Trata de si. Hoje é dela que vai tratar. Está disponível. Olha-se ao espelho. Agrada-lhe aquele contraste da pele morena com o imenso branco da roupa interior. Hoje é branco, sim. T-shirt branca. Calças de ganga. Chinelos a desnudar os pés. Põe o melhor perfume. Ajeita o cabelo. Hoje fica solto.
Telemóvel. Carteira. Tabaco. Tudo para dentro da mochila. Pega nela para sair. Está leve. Falta-lhe os boletins de saúde dos miúdos, as duas garrafinhas de água (têm sempre sede na rua) a chucha e a fralda da filha mais nova. Parece-lhe agora, que a mochila tem o peso ideal. Dirige-se à porta. Ah!... a música. Tem que desligar o hi-fi. Volta atrás no preciso momento em que se faz ouvir Cryin. Mas não desliga. Ouve-a até ao fim.

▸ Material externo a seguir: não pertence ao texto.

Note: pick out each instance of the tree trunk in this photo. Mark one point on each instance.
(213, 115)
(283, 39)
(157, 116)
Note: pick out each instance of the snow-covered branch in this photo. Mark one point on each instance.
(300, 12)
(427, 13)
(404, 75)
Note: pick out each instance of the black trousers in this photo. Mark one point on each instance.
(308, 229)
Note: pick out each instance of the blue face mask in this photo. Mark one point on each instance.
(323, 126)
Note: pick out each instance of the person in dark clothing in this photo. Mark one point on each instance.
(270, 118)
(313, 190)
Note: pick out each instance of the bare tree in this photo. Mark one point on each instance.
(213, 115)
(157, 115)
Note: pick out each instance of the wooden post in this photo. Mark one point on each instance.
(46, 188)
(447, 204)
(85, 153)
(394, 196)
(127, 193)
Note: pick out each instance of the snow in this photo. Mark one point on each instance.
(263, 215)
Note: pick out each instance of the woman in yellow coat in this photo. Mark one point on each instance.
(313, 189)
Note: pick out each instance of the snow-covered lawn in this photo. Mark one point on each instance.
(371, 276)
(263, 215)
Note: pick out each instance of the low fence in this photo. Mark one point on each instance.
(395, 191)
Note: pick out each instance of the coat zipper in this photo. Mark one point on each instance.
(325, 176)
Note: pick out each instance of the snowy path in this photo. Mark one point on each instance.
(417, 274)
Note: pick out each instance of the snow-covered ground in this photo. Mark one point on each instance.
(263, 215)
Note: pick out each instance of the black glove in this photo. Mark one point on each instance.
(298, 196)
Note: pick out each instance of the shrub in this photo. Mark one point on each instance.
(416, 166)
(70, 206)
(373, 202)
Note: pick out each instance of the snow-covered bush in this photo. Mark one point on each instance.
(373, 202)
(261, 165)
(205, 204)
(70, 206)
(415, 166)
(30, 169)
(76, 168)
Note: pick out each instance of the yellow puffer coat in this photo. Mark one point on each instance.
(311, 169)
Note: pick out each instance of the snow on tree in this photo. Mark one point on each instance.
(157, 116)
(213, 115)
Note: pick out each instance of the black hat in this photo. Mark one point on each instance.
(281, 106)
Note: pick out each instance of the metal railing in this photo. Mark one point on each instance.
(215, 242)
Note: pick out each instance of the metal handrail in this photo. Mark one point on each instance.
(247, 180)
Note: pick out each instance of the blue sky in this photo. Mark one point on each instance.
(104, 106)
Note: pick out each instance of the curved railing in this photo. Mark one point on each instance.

Numa paz de espírito imensa, desliga o som e sai de casa. Uma festinha ao cão antes de entrar no carro. Marcha-atrás. Desce pelo mesmo sítio que os filhos desceram à pouco. Está segura. Repara nas mãos pequenas e morenas sobre o volante do carro. Nos dois anéis de prata que usa no anelar esquerdo. Agrada-lhe. Gosta mesmo de se ver com aquele tom de pele. Vai segura. No pensamento, os seus filhos, o porto de abrigo. Primeira paragem. Multibanco. Carregar o telemóvel. Minimiza a distância até aos filhos. Depois… logo se vê. Mas o dia vai correr bem. Tem a certeza disso.
…
Pois… de facto, hoje não me apeteceu escrever na primeira pessoa.
7 comentários:
Mas eu li na primeira pessoa. E gostei da crónica diária :)
Pois... leste tu e lerem todos,eheh. Continuo a falar muito de mim. Há-de passar... com o tempo.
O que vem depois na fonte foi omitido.